High Drug Capacity Doxorubicin-Loaded Iron Oxide Nanocomposites for Cancer Therapy

Magnetic nanoparticles (MNPs) have great potential in the drug delivery area. Iron oxide (Fe3O4) MNPs have demonstrated a promising effect due to their ferrimagnetic properties, large surface area, stability, low cost, easy synthesis, and functionalization. Some coating procedures are required to improve stability, biocompatibility, and decrease toxicity for medical applications. Herein, the co-precipitation synthesis of iron oxide MNPs coated with four types of primary surfactants, polyethylene glycol 2000 (PEG 2000), oleic acid (OA), Tween 20 (Tw20), and Tween 80 (Tw80), were investigated. Dynamic light scattering (DLS), zeta-potential, and transmission electron microscopy (TEM) techniques were used for morphology, size, charge, and stability analysis. Methylene blue reactive oxygen species (ROS) detection assay and the toxicity experiment on the lung adenocarcinoma A549 cell line were conducted. Two loading conditions for anticancer drug doxorubicin (DOX) on MNPs were proposed.

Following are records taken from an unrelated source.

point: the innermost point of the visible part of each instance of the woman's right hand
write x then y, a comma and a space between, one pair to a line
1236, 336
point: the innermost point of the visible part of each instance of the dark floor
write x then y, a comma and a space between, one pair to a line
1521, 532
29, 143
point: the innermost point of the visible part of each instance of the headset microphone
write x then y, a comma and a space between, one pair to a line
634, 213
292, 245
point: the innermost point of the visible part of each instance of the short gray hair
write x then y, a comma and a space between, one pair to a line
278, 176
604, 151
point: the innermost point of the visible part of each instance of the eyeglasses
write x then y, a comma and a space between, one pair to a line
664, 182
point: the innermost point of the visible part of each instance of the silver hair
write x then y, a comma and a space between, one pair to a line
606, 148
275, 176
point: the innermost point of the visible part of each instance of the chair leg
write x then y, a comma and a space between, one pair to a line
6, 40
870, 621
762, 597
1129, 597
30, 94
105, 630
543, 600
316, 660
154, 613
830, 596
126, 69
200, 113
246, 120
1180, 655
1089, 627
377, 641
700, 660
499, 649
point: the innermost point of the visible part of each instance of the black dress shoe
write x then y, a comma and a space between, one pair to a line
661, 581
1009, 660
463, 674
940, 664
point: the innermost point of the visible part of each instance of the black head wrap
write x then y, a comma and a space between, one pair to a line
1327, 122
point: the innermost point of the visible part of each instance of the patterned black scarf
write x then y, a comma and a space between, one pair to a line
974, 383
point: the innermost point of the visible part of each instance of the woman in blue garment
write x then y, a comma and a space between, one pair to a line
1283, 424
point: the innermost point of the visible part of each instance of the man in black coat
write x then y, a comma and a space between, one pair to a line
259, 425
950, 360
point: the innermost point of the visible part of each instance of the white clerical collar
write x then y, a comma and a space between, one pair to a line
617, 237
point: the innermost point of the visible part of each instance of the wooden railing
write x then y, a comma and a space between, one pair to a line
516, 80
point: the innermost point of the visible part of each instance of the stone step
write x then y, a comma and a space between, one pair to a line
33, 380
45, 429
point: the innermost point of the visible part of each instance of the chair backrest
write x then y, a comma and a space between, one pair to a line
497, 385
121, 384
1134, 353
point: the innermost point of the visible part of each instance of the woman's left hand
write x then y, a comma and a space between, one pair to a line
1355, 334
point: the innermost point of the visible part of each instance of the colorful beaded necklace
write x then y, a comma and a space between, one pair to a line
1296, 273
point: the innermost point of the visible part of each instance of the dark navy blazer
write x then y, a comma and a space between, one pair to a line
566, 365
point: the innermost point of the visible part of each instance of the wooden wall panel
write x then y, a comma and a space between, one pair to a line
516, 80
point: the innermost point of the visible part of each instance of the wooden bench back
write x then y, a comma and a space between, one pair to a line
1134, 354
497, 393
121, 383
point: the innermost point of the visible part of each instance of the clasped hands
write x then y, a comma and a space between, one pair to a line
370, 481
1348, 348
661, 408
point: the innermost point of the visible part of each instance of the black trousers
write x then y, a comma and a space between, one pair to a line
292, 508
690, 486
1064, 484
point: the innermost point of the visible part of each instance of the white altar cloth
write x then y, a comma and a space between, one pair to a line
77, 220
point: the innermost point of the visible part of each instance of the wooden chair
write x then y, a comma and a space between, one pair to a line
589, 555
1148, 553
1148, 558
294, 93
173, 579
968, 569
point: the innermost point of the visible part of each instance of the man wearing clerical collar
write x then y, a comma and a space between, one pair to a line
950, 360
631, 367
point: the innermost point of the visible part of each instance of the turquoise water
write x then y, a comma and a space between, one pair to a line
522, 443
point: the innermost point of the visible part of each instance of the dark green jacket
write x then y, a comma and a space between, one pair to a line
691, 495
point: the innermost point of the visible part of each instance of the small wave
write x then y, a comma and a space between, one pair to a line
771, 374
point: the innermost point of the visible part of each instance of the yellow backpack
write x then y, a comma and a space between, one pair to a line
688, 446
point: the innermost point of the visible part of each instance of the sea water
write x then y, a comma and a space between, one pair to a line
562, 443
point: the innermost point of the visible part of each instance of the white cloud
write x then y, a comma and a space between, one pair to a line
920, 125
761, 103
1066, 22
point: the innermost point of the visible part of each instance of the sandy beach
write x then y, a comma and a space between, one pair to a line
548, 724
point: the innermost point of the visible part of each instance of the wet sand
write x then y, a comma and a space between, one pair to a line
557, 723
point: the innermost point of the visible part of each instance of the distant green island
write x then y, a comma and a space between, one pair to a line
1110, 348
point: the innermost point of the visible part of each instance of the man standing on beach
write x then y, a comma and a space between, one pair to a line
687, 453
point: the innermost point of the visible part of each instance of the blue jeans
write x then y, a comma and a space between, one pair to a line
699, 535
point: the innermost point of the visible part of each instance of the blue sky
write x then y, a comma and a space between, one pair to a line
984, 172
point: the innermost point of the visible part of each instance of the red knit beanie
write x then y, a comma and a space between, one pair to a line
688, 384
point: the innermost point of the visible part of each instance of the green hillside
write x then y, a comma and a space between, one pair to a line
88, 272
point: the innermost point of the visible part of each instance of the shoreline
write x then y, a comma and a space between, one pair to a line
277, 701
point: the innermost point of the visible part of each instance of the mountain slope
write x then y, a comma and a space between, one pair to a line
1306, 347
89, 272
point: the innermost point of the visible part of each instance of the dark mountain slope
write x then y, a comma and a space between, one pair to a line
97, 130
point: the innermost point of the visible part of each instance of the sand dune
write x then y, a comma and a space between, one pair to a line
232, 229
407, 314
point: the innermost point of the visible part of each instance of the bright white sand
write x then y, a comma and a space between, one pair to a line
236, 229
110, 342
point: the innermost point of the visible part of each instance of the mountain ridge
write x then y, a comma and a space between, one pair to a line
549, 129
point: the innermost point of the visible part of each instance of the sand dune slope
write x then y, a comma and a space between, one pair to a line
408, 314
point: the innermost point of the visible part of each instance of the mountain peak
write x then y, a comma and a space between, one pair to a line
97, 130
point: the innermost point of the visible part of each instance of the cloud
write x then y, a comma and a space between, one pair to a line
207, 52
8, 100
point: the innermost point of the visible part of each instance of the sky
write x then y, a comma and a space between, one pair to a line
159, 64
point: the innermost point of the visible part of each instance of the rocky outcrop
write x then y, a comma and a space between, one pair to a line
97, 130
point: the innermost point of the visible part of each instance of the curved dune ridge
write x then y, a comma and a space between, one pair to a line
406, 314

The first one provides high loading efficiency (similar to 90%) with up to 870 mu g/mg (DOX/MNPs) drug capacity. The second is perspective for extremely high capacity 1757 mu g/mg with drug wasting (DOX loading efficiency similar to 24%). For the most perspective MNP_OA and MNP_OA_DOX in cell media, pH 7.4, 5, and 3, the stability experiments are also presented. MNP_OA_DOX shows DOX pH-dependent release in the acidic pH and effective inhibition of A549 cancer cell growth. The IC50 values were calculated as 1.13 +/- 0.02 mM in terms of doxorubicin and 0.4 +/- 0.03 mu g/mL in terms of the amount of the nanoparticles. Considering this, the MNP_OA_DOX nano theranostics agent is a highly potential candidate for cancer treatment.

Automated summary

This study investigated the co-precipitation synthesis of iron oxide MNPs coated with four types of primary surfactants and their potential application in cancer treatment. The MNPs showed pH-dependent release of the anticancer drug doxorubicin and effectively inhibited the growth of lung adenocarcinoma cells. The results suggest that the MNP_OA_DOX nano theranostics agent is a highly potential candidate for cancer treatment.